As for the supposed teacher layoffs, the graph of local government education employees to which Professor Krugman links shows an enormous climb, from about 2 million in 1960 to about 8 million in 2010, followed by a tiny dip. Did the population of American schoolchildren quadruple during this period? Did educational quality quadruple? Did test scores quadruple? The graph doesn't show any layoffs. The decline in employment in the past year or two may have been the result of voluntary retirements, or of layoffs of local government education employees other than teachers — for example, bureaucrats. And as E.J. McMahon writes, "relative to pupil enrollment, local school employment remains higher than it was in 2000, the peak of the nation's last sustained economic expansion. (Specifically, as of July 2000, there were 130 local government education employees per 1,000 pupils enrolled in the fall of 2000. As of July 2012, local government education employment came to 132 workers per 1,000 pupils in projected fall enrollment.)"

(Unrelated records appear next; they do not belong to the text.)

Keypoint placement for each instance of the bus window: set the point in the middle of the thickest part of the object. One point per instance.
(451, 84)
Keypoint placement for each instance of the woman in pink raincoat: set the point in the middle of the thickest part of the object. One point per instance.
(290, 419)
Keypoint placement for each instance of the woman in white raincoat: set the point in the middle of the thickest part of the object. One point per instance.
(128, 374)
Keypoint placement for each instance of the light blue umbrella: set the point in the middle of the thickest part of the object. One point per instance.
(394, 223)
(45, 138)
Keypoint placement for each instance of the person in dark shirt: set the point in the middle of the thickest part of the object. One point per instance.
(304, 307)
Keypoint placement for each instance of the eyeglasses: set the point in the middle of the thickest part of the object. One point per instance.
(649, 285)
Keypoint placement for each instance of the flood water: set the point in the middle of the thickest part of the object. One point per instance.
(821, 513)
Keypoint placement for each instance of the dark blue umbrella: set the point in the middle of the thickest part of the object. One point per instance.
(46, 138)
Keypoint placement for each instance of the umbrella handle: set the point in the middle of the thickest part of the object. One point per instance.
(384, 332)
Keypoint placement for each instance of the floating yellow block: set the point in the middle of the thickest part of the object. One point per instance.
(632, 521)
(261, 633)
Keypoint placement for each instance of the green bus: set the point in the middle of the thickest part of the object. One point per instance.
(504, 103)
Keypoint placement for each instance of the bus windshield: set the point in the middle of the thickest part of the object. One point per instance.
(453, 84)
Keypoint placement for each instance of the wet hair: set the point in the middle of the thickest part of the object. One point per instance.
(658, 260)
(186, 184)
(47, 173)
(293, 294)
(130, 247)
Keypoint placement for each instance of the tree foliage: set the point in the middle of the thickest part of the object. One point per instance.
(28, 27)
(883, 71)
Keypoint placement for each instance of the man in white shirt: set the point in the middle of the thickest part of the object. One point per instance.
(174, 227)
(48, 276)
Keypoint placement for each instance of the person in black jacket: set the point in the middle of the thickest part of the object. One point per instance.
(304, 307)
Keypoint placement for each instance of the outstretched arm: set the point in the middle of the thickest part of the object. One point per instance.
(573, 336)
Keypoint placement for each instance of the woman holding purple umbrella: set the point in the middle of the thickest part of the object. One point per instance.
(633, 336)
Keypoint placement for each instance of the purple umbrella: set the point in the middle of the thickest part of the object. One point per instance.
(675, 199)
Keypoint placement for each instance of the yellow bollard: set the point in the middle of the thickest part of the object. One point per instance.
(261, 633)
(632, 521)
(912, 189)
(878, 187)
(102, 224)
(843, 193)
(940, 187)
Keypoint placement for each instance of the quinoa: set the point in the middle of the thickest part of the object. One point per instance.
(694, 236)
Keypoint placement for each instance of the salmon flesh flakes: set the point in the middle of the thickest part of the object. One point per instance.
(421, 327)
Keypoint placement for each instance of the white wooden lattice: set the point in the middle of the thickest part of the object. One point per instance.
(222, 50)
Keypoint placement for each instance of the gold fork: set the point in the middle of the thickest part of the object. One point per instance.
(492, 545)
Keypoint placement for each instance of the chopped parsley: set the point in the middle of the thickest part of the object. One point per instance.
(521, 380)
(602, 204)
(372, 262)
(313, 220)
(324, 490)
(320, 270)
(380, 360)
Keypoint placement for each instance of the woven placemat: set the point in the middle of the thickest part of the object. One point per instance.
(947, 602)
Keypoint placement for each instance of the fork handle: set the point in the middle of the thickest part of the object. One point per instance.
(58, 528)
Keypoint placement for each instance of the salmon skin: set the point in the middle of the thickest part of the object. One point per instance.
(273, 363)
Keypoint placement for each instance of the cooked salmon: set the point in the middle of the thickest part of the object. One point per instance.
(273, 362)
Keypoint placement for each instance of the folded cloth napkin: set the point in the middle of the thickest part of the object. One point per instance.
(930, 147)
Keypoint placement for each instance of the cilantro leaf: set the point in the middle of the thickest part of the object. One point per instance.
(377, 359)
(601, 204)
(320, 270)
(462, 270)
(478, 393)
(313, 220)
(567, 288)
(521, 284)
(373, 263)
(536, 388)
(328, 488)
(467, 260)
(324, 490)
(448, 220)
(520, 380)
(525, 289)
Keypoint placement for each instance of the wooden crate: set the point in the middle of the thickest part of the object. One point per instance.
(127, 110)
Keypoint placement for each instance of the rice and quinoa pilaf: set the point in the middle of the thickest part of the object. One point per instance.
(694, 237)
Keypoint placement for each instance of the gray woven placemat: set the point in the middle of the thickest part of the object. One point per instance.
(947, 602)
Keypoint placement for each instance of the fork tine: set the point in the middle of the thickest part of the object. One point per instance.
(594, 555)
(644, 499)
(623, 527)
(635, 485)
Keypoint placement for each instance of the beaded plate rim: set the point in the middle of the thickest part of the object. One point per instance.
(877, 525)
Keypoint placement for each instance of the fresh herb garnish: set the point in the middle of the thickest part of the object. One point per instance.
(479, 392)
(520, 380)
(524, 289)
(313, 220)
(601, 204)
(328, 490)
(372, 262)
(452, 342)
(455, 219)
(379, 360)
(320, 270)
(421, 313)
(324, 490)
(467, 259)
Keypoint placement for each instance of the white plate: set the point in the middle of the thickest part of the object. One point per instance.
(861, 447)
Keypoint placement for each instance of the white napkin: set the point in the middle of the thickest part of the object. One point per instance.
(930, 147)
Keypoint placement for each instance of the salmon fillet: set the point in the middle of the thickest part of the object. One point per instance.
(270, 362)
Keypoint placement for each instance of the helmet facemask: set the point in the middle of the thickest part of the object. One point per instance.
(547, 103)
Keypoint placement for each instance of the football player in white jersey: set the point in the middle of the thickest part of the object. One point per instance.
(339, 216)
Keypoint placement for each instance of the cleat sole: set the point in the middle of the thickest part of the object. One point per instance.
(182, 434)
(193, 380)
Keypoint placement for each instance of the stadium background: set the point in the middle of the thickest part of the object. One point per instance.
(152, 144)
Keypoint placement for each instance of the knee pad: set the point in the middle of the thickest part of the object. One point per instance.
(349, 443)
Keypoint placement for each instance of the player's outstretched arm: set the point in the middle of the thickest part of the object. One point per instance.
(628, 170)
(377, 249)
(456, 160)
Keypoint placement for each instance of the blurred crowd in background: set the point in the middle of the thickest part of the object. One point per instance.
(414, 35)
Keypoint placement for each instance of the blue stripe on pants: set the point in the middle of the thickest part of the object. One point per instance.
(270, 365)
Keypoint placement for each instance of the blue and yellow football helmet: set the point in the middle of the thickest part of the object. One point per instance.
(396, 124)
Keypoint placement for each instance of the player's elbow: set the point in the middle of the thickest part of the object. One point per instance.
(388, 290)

As for the supposed slashing of "the aid that used to make college affordable for children of less-affluent families," the real problem in college affordability isn't the result of any cutbacks in aid. In fact, under President Obama spending on Pell Grants reportedly more than doubled, to $40 billion in 2012 from $16 billion in 2008. If anything is making college less affordable, it isn't reductions in aid, but rather the soaring salaries and benefits for professors like Mr. Krugman and his colleagues at Princeton and other elite universities, who, like Mr. Krugman, often busy themselves with outside work (writing for the New York Times) in addition to their jobs educating students at the colleges. On top of that comes the cost of hiring university employees to comply with the ever-growing list of regulations (mandated mental health and contraceptive services, environmental and disabilities) that Professor Krugman's allies on the left heap upon the colleges.